Jul 23, 2020

[GN] Part 2: Receiving

Now that we know how fast we can send packets, it is time to find out how fast we can receive them on the other side of the network. As in the last post, I will start on sending everything locally so that I can test it easily, we will then combine both applications and let them send to each other on different hosts.

Sadly not my infrastructure Photo by Thomas Jensen on Unsplash

Starting off easy

Let’s start single-threaded as we did in the last post: one thread that receives from one socket, sums one received bit (so the compiler won’t simply optimize away the whole program) and discard it.

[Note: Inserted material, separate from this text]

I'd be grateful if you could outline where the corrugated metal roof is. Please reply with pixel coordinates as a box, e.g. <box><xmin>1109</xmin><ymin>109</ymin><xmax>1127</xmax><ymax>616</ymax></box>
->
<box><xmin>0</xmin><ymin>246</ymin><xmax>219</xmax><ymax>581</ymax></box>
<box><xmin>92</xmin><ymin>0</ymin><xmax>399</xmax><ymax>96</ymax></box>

This works surprisingly well: a single thread can receive and discard about 1.8 million packets per second from localhost on my machine. However, we need to distribute receiving onto multiple threads if we want to be able to efficiently distribute parsing and crypto on multiple threads as well. I further suppose that when using actual hardware, it will come in handy do have several threads splitting their time between waiting for the device and calculating stuff on the CPU.

One way to have multiple threads share the load, would be to bind each of them to a different socket address. This might work quite well but it complicates clientside logic, since the clients need to re-connect to different sockets when we change the amount of threads.

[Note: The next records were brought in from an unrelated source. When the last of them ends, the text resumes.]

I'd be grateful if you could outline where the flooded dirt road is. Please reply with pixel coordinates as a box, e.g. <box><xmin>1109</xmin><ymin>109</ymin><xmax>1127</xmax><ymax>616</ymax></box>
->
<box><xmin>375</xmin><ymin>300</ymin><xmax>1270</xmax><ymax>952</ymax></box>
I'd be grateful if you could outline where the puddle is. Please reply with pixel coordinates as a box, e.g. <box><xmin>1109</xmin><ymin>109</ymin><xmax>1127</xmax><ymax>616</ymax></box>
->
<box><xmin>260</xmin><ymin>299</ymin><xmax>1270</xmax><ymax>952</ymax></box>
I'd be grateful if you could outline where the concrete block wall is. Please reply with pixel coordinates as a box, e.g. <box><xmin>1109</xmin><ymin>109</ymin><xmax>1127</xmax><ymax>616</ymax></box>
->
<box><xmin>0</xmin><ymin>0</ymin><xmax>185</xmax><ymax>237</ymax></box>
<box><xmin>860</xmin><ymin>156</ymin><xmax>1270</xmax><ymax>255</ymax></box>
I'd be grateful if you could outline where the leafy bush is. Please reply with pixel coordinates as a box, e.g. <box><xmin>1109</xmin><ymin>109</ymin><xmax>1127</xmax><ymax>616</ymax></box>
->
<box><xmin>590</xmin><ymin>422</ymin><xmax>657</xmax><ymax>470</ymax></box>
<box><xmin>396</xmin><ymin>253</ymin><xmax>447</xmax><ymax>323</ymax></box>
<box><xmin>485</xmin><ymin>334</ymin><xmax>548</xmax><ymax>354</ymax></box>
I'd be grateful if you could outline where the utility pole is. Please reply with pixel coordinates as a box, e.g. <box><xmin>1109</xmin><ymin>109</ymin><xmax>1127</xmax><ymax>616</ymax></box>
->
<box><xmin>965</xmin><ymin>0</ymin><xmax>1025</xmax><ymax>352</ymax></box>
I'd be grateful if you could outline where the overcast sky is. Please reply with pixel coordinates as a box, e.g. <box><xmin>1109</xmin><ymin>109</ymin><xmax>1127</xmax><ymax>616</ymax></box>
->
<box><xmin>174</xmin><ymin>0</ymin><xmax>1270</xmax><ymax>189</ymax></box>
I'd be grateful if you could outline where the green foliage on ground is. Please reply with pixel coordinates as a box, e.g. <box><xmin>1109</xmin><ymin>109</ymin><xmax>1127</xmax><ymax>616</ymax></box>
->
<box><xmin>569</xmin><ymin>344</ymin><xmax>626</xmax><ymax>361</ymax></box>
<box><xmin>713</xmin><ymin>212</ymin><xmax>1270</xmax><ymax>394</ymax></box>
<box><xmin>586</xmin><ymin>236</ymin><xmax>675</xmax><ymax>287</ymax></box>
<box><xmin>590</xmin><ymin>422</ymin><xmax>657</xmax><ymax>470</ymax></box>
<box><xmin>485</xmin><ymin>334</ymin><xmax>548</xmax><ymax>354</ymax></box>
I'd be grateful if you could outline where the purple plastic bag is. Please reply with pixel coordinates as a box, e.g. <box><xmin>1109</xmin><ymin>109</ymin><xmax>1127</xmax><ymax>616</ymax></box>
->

Fortunately, the SO_REUSERPORT from the last article also works for receiving messages. Before we go over how to make use of it, let me first show you what to avoid: Contesting on a single socket as I did in the tokio post.

What did I expect?

In retrospect, I seriously wonder, what I was thinking. Tokio distributes work across multiple tasks that might be executed in parallel or at least concurrently on a thread pool. This is great for connection-oriented protocols like TCP, when you have 1000 connenctions, they can easily be mapped to 8 threads that way, only costing resources when there is work available.

But this is not necessarily a good idea for UDP. The UDP protocol was designed for connection-less communication. If we want to implement connection-semantics on top of it, one has to do so in their own code, *after receiving messages. It therefore is utter nonsense to receive from one socket and distribute the receiving itself to a thread pool an exception would be if we cannot offload processing the received message to another thread for whatever reason.

After thinking about the approach in the tokio article, I am still surprised that it did in fact work so well.

Reusing the port

Now, let’s make use of SO_REUSERPORT. First the same note as in the send article: this won’t allow our code to run on windows or linux systems with ancient kernels. So what does SO_REUSERPORT actually mean for receiving Datagrams?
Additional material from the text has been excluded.